The Alcohol and Gaming Commission of Ontario (AGCO) has recently announced it would be hosting a series of virtual info sessions concerning the implementation of new rules banning the use of certain medications for horses taking part in workouts or qualifiers. The rules will enter into force as of January 1, 2024.
The provincial agency regulating alcohol, lottery and gaming, horse racing, and cannabis retail sectors has provided a schedule for the information sessions that will be held on December 18, 2023, January 16, 2024, and January 31, 2024.
The primary purpose of the online consultations will be to provide information and guidance to trainers, licensed veterinarians, and owners on the new rules. The sessions will also address some frequently asked questions.
Besides the scheduled information sessions, the regulator has provided supplementary guidelines to clarify explicitly all details about the new rules. As of the beginning of 2024, horses taking part in Official Workouts and Qualifiers must not test positive for certain medications, including analgesics, anti-inflammatory drugs, local anesthetics, non-steroidal anti-inflammatory drugs, and corticosteroids.
The said medications can be applied to relieve pain associated with injuries. The newly introduced restrictions aim to promote the integrity of horse racing, protect horses, and ensure they participate in workouts and qualifiers only when they are physically fit.
All AGCO-licensed entities must be familiar with the Canadian Pari-Mutuel Agency’s Elimination Guidelines.
AGCO Suspends the License of Standardbred Trainer over Allegations of Compromising Equine Safety and Welfare
The AGCO has suspended the license of high-profile standardbred trainer Anthony Beaton for two years due to allegations of compromising equine safety and welfare. The regulator launched its investigation earlier in October, following information regarding the state of the horses.
As per the investigation findings, he has violated Rules 6.20(b) and 6.22 of Standardbred Racing. The first one concerns wrongdoings violating the principles of racing, and the second one pertains to acts of cruelty. According to the obtained information, he compromised the safety and welfare of a yearling by excessively using a whip. The trainer’s license has now been officially suspended until October 12, 2025.

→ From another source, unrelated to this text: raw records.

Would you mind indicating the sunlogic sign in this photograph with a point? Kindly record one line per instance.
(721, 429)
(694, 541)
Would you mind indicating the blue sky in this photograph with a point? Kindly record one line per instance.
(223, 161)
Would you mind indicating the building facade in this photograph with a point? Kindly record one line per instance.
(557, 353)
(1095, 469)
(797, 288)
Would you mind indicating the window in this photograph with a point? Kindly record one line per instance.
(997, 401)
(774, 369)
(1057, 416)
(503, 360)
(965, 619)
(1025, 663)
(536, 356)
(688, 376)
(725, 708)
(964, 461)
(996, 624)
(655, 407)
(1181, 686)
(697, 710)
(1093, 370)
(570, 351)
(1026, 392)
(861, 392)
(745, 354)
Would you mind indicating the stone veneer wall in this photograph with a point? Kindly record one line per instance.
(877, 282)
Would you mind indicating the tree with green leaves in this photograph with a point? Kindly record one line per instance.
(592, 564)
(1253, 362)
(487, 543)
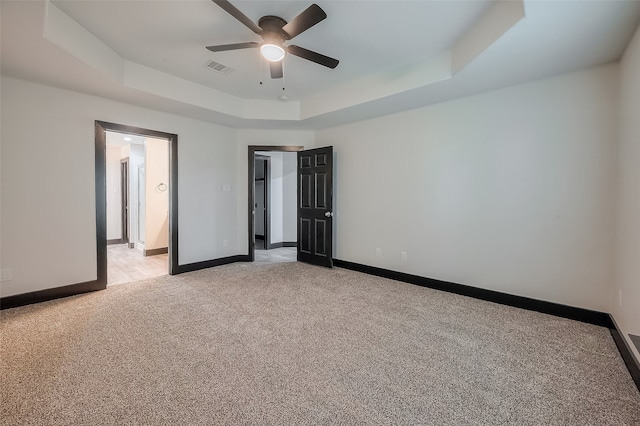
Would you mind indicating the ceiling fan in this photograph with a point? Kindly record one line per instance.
(274, 32)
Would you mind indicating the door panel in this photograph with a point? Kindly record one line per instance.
(315, 204)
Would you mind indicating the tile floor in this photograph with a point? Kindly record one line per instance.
(126, 265)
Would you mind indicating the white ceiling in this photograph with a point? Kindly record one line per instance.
(394, 55)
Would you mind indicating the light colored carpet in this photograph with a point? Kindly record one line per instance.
(289, 343)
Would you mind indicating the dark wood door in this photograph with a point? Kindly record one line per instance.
(315, 206)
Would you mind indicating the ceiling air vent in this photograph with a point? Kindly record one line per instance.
(218, 67)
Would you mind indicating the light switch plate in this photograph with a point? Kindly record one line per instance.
(6, 274)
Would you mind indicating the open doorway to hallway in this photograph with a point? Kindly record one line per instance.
(274, 205)
(137, 180)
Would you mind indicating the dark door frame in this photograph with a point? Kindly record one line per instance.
(267, 201)
(124, 200)
(101, 192)
(251, 187)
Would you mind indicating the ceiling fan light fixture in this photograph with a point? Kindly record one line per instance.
(272, 52)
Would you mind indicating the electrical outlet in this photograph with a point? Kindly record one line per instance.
(6, 274)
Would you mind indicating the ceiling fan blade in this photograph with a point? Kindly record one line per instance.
(313, 56)
(305, 20)
(234, 46)
(276, 69)
(235, 12)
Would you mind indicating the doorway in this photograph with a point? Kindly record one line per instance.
(122, 208)
(272, 222)
(262, 183)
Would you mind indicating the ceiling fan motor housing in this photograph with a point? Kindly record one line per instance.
(272, 29)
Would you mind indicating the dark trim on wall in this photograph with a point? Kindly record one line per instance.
(626, 352)
(154, 252)
(266, 225)
(48, 294)
(283, 244)
(635, 340)
(252, 149)
(190, 267)
(571, 312)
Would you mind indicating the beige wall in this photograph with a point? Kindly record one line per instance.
(626, 291)
(157, 201)
(509, 190)
(47, 208)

He was allowed to appeal through the Horse Racing Appeal Panel (HRAP). Subsequently, he filed an application requesting a stay of his suspension, which was denied by Stanely Sadinsky, Chair of the HRAP.

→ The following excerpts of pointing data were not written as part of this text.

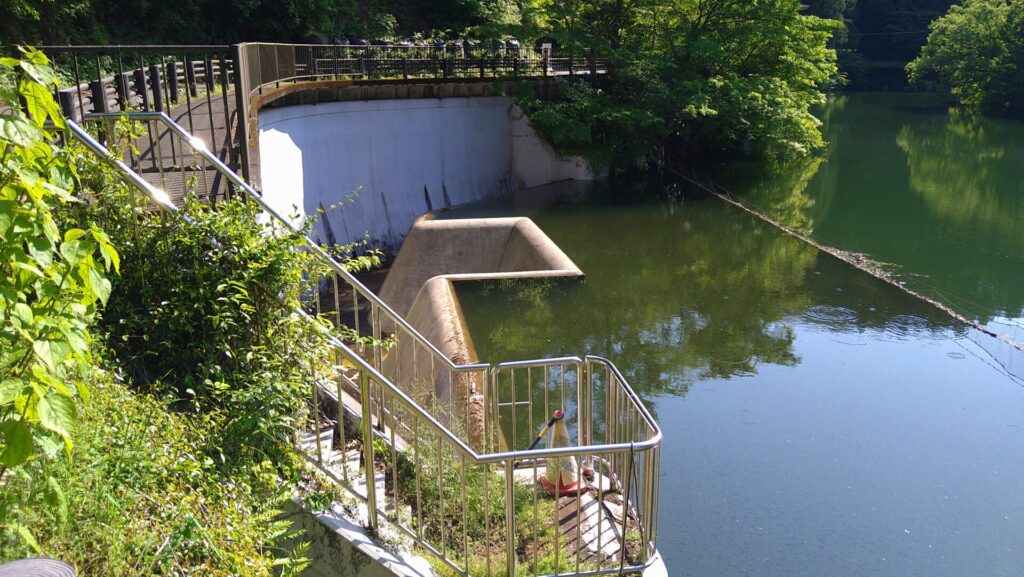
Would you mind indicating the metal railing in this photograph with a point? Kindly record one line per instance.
(478, 509)
(194, 84)
(270, 65)
(208, 88)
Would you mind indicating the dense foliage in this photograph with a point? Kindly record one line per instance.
(52, 279)
(688, 80)
(220, 22)
(203, 315)
(976, 51)
(179, 458)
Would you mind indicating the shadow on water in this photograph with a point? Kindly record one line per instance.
(817, 420)
(938, 197)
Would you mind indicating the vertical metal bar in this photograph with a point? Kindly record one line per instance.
(315, 415)
(465, 514)
(157, 152)
(227, 115)
(341, 415)
(98, 96)
(368, 451)
(419, 490)
(242, 88)
(510, 518)
(158, 90)
(440, 493)
(167, 85)
(514, 441)
(394, 463)
(172, 80)
(78, 86)
(626, 507)
(486, 516)
(375, 315)
(190, 82)
(208, 79)
(189, 87)
(537, 521)
(334, 54)
(529, 396)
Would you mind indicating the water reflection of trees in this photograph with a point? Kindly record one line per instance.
(673, 294)
(967, 168)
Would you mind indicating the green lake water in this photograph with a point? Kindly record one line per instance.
(817, 421)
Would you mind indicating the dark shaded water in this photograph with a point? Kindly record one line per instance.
(817, 421)
(938, 196)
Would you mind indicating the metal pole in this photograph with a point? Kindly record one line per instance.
(510, 518)
(242, 105)
(368, 451)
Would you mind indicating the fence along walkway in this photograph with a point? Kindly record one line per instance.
(195, 85)
(208, 88)
(475, 509)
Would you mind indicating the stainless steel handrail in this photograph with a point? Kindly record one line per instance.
(617, 457)
(201, 148)
(165, 203)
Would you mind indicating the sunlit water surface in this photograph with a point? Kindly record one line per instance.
(817, 421)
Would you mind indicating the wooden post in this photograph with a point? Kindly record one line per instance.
(141, 88)
(98, 90)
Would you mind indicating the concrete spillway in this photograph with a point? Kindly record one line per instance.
(371, 167)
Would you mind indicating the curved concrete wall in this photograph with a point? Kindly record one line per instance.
(374, 166)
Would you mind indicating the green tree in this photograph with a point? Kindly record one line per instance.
(976, 52)
(688, 80)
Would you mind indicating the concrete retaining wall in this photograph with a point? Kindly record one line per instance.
(419, 287)
(374, 166)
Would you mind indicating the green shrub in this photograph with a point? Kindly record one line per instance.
(52, 280)
(143, 495)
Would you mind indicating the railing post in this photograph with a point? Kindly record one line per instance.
(158, 89)
(510, 518)
(98, 90)
(375, 320)
(67, 100)
(240, 56)
(121, 83)
(172, 80)
(141, 88)
(368, 451)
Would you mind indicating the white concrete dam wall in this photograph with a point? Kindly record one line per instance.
(374, 166)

Karin Schnarr, Chief Executive Officer and Registrar of the AGCO commented on the case, underlining the regulator’s commitment to upholding the highest standards in terms of animal welfare and training. She added that those who are directly engaged with the care and training of horses carry the biggest responsibility.
Up to the present moment, Ontario’s regulatory agency has suspended the licenses of nine horse trainers in 2023, varying in severity, from three days to three years.